Mark Zuckerberg nel metaverso

di Marco Montanaro

metaverso 640x420Dovremmo esser grati ogni volta che altri esseri umani ci permettono di essere altrove grazie alle loro opere. Poeti, artisti, musicisti, registi, sceneggiatori. Da qualche decennio però il nostro altrove preferito è creato anche, forse soprattutto, da ingegneri, sviluppatori, CEO di piccole aziende divenute poi gigantesche, più importanti di interi stati e continenti.

Poco meno di trent’anni fa, l’altrove digitale si presentava come un carnevale notturno in cui si indossavano maschere – i nickname – e costumi piuttosto pittoreschi – gli avatar – per ballare in feste sconosciute e sovvertire, potenzialmente, le regole della vita di ogni giorno. Era tutto lentissimo, nettamente separato dalla nostra esperienza quotidiana da interfacce fisiche, prima ancora che virtuali, piuttosto ingombranti: modem, schermi e cassettoni di computer fissi, mouse, tastiere e tanti, tantissimi cavi.

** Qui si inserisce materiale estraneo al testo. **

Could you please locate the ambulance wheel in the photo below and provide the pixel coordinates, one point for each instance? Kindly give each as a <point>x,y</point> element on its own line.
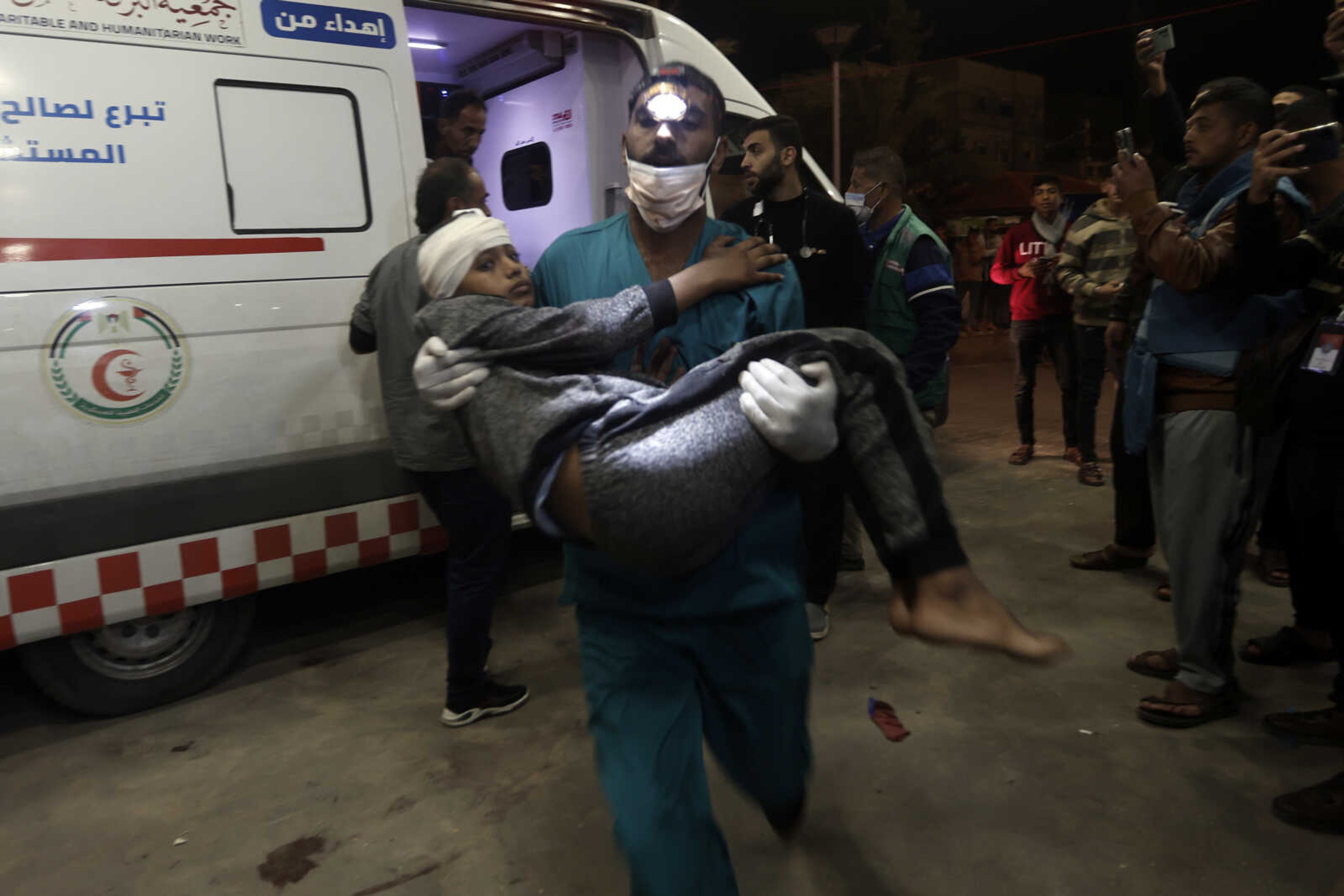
<point>142,663</point>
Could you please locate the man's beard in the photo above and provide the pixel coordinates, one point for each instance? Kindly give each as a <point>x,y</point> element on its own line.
<point>768,181</point>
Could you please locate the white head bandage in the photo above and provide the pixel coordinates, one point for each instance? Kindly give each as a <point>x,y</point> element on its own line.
<point>447,256</point>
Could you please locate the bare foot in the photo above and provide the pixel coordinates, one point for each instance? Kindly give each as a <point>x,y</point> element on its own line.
<point>953,606</point>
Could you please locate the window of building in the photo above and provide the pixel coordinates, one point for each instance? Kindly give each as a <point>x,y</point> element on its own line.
<point>526,175</point>
<point>294,158</point>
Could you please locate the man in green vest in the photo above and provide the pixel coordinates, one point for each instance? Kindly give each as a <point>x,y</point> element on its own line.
<point>913,304</point>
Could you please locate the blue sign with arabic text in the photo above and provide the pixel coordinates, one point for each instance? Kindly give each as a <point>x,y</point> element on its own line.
<point>328,25</point>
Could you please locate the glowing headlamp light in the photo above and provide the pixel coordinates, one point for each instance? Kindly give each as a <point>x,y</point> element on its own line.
<point>666,103</point>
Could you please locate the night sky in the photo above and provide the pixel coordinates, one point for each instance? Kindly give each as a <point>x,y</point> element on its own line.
<point>1276,42</point>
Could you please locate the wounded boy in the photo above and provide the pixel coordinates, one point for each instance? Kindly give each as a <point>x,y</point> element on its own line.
<point>582,451</point>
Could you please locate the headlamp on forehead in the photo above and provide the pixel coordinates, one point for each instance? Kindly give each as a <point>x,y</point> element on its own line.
<point>666,103</point>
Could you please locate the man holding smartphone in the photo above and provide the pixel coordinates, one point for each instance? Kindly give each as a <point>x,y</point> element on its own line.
<point>1294,377</point>
<point>1208,468</point>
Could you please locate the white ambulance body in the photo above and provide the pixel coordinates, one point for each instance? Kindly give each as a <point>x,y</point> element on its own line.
<point>191,195</point>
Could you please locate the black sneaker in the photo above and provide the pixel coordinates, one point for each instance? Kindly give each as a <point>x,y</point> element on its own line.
<point>495,700</point>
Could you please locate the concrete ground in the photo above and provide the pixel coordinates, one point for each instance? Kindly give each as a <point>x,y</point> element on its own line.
<point>320,768</point>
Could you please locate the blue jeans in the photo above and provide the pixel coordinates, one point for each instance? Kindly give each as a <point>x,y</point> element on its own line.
<point>479,522</point>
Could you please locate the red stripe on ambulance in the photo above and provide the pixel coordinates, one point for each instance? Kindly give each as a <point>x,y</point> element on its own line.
<point>73,251</point>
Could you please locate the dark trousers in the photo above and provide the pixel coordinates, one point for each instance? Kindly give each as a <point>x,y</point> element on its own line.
<point>1091,346</point>
<point>822,492</point>
<point>659,691</point>
<point>1030,339</point>
<point>479,522</point>
<point>1316,502</point>
<point>1135,527</point>
<point>1277,520</point>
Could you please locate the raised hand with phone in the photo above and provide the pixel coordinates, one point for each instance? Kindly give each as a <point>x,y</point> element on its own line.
<point>1151,50</point>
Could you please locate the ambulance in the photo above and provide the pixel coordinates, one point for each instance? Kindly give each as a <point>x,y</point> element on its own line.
<point>191,195</point>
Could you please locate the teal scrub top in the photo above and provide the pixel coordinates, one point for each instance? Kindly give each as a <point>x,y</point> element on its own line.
<point>764,563</point>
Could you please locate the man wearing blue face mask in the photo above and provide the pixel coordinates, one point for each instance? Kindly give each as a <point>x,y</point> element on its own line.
<point>913,304</point>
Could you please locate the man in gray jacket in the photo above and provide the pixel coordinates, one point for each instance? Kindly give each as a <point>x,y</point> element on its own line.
<point>432,449</point>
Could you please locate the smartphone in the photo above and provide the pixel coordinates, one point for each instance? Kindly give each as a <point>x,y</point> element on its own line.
<point>1164,41</point>
<point>1126,140</point>
<point>1323,144</point>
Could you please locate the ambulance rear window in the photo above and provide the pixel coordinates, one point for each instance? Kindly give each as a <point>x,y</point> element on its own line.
<point>294,158</point>
<point>526,175</point>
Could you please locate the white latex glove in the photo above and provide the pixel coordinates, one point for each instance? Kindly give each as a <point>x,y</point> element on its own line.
<point>793,417</point>
<point>447,381</point>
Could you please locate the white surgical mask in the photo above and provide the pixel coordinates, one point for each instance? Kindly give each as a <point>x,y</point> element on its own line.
<point>667,197</point>
<point>858,203</point>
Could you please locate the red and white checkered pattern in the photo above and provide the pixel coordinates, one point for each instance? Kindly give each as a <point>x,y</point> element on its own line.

Sul finire degli anni ’90 abbandonai i videogiochi, la mia primissima esperienza d’altrove digitale, per gettarmi a capofitto in quella prima internet di siti, forum, chat d’ogni sorta. Online potevi conoscere un sacco di gente, per quanto in incognito, che non avresti mai potuto incontrare nella vita reale. Persone verso cui, a parte rarissimi casi, non avevi alcuna responsabilità – proprio come in un videogioco.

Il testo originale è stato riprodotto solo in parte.